Now we have to manually delete the ServersAzureADOnlyAuthentication resource and then re-apply the ServersAzureADOnlyAuthentication manifest for it to work as intended.
Versions
AKS, running k8s version: 1.33.2 ASO version: mcr.microsoft.com/k8s/azureserviceoperator:v2.15.0
Azure Service Operator Version: What version of ASO are you using?
To Reproduce
apiVersion: sql.azure.com/v1api20211101
kind: Server
metadata:
name: test-app-dev-sql-server
namespace: test-namespace
spec:
owner:
name: test-app-dev-rg
location: westeurope
administratorLogin: tmp-admin
administratorLoginPassword:
key: sql-admin-password
name: tmp-password-secret
---
apiVersion: sql.azure.com/v1api20211101
kind: ServersAdministrator
metadata:
name: test-app-dev-sql-server-aad-admin
namespace: test-namespace
spec:
owner:
name: test-app-dev-sql-server
administratorType: ActiveDirectory
login: sqlaadadmin
sid: 12345678-1234-1234-1234-123456789abc
tenantId: 12345678-1234-1234-1234-123456789abc
---
apiVersion: sql.azure.com/v1api20211101
kind: ServersAzureADOnlyAuthentication
metadata:
name: test-app-dev-aad-only-auth
namespace: test-namespace
spec:
owner:
name: test-app-dev-sql-server
azureADOnlyAuthentication: true
Screenshots
If applicable, add screenshots to help explain your problem.
Additional context
Add any other context about the problem here.

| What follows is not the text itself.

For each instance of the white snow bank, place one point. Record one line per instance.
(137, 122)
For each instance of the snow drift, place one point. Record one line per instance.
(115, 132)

Am I correct in assuming that if the Server object had exposed a status field 'aadAdminID' or 'aadAdminConfigured' the ServersAzureADOnlyAuthentication could check for changes to the value of this and trigger a new reconciliation whenever it was updated?
I suspect (but would need to verify) that the administrators property of the Server does exactly that - allowing us to see whether the ServersAdministrator has taken effect or not.
Can you share the full ASO logs for this error?
I suspect that we're not retrying on the error here and we should be. This is also somewhat related to this comment.
If we have the full logs we can put a patch in for this.